“En Jerusalén, seréis consolados” (Is 66, 13).
“Como a un niño a quien su madre consuela, así os consolaré yo; y en Jerusalén seréis consolados” (Is 66, 13). Con esta ternura, se expresa el Señor -por medio del profeta Isaías-, cuando anuncia un tiempo nuevo de consuelo y esperanza, al pueblo que regresa del destierro en Babilonia, y ha de acometer la ardua empresa de reconstruir -sin fuerzas ni medios- la ciudad derruida, las murallas derribadas, y ese Templo en que Dios pone su morada, y acoge cada año a quienes peregrinan para celebrar las fiestas de la fe.
Cuando el calendario empieza ya a oler a primavera, con los últimos fríos del invierno, llega este año la santa Cuaresma a traernos la esperanza de recomenzar un tiempo nuevo, por la próxima Pascua.
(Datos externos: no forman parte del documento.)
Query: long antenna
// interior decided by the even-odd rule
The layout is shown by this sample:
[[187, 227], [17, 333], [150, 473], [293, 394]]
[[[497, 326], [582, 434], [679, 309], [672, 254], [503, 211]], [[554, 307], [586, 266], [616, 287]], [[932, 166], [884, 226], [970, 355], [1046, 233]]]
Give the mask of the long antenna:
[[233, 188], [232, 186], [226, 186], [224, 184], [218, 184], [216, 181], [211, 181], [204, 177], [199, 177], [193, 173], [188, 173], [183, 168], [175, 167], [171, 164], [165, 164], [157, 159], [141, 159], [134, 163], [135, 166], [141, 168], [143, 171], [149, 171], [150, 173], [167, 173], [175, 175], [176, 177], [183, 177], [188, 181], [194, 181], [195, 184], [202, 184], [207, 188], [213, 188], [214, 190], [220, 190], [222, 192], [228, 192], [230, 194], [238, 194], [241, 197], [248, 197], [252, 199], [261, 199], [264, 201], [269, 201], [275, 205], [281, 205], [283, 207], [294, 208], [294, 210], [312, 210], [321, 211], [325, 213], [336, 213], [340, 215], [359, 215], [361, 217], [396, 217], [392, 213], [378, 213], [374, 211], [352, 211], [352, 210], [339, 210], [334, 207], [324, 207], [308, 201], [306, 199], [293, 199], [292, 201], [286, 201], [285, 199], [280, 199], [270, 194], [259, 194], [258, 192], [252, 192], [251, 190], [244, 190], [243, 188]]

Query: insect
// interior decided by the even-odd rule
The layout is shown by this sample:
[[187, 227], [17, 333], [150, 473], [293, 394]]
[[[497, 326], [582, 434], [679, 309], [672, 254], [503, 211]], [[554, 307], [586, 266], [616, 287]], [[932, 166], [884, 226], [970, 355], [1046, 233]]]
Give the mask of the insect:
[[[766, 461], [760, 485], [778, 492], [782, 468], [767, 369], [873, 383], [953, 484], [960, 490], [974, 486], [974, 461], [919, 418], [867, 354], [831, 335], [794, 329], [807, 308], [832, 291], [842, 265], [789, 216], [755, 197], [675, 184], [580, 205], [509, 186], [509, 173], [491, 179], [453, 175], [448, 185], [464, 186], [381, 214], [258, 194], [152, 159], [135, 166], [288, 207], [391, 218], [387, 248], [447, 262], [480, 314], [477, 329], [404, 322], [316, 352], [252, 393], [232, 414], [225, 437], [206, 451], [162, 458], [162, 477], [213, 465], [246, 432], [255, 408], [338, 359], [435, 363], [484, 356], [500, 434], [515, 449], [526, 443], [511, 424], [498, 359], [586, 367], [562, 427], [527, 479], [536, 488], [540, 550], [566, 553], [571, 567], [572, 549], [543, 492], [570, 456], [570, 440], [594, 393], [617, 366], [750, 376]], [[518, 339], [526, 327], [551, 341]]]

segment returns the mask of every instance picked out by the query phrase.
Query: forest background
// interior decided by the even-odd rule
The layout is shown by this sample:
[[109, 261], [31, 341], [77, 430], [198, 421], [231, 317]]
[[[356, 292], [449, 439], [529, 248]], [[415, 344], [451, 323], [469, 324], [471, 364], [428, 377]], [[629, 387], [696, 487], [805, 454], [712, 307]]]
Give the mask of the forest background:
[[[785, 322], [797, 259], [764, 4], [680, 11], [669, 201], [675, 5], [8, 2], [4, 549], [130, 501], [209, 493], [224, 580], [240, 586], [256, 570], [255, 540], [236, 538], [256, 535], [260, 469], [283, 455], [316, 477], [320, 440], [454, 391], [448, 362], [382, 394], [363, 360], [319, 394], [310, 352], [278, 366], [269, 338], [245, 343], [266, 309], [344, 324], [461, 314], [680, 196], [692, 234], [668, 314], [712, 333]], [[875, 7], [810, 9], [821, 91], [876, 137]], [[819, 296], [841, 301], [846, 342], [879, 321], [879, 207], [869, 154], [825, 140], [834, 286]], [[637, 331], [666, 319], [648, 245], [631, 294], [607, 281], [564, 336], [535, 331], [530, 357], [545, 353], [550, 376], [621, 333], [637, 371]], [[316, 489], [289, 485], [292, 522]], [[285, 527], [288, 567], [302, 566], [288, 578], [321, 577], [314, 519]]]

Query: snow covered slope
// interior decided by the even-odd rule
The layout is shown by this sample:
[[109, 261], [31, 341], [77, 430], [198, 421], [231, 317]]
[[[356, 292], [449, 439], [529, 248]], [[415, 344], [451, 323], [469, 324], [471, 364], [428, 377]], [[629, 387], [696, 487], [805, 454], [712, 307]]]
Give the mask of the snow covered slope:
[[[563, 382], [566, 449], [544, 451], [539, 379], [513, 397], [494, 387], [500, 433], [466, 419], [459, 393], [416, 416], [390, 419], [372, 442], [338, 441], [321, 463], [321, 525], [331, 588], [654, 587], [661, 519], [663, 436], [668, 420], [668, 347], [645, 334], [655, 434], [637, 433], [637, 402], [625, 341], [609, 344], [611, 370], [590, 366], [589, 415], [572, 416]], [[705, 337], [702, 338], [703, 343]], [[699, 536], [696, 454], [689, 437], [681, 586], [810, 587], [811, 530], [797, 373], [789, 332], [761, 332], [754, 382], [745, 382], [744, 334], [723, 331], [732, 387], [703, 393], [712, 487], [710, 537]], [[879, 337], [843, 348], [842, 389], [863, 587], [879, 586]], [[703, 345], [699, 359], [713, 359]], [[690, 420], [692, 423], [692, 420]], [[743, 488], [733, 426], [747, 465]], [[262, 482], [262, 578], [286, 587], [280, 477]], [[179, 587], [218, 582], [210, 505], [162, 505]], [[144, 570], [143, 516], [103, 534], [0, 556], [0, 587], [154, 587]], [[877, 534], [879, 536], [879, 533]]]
La Iglesia se prepara para peregrinar a la Fiesta de las fiestas, con la certeza de que “en Jerusalén”, la cruz de su Esposo y el sepulcro vacío la consolarán con ternura materna, renovando así mismo sus entrañas bautismales, que engendrarán nuevos hijos por el agua y el Espíritu Santo.
Lo que sucedió en Jerusalén hace dos milenios, es el acontecimiento que funda nuestra fe cristiana. Celebrarlo cada año, no es una costumbre cultural, sino una necesidad vital. Es un consuelo permanente y una gran esperanza, celebrar el memorial de un Amor tan grande, que nos hace pasar de la muerte a la vida. No podemos mantener siempre la misma tensión en el amor, y la Cuaresma se nos ofrece como oportunidad -única en el año- para darlo todo. Durante cuarenta días, Dios se hace mendigo de nuestro ayuno, recogiendo la limosna que demos a los que nos necesitan y el tiempo que entreguemos a la oración, de forma que “en Jerusalén”, es decir, viviendo este misterio pascual, por la muerte a nuestra vida chata, podamos pasar a disfrutar del consuelo abundante de su vida divina.
Es tiempo de éxodo: pasemos del caos al orden, de la idolatría a la fe, de la esclavitud a la libertad, por el desierto a la Promesa,… y recibiremos el consuelo de salir del exilio de nuestra tibieza, retomando aquel Amor primero que levante nuestro ser, del polvo que somos, al Cielo para el que fuimos hechos. Salgamos ya, pues: un gran consuelo nos aguarda “en Jerusalén”.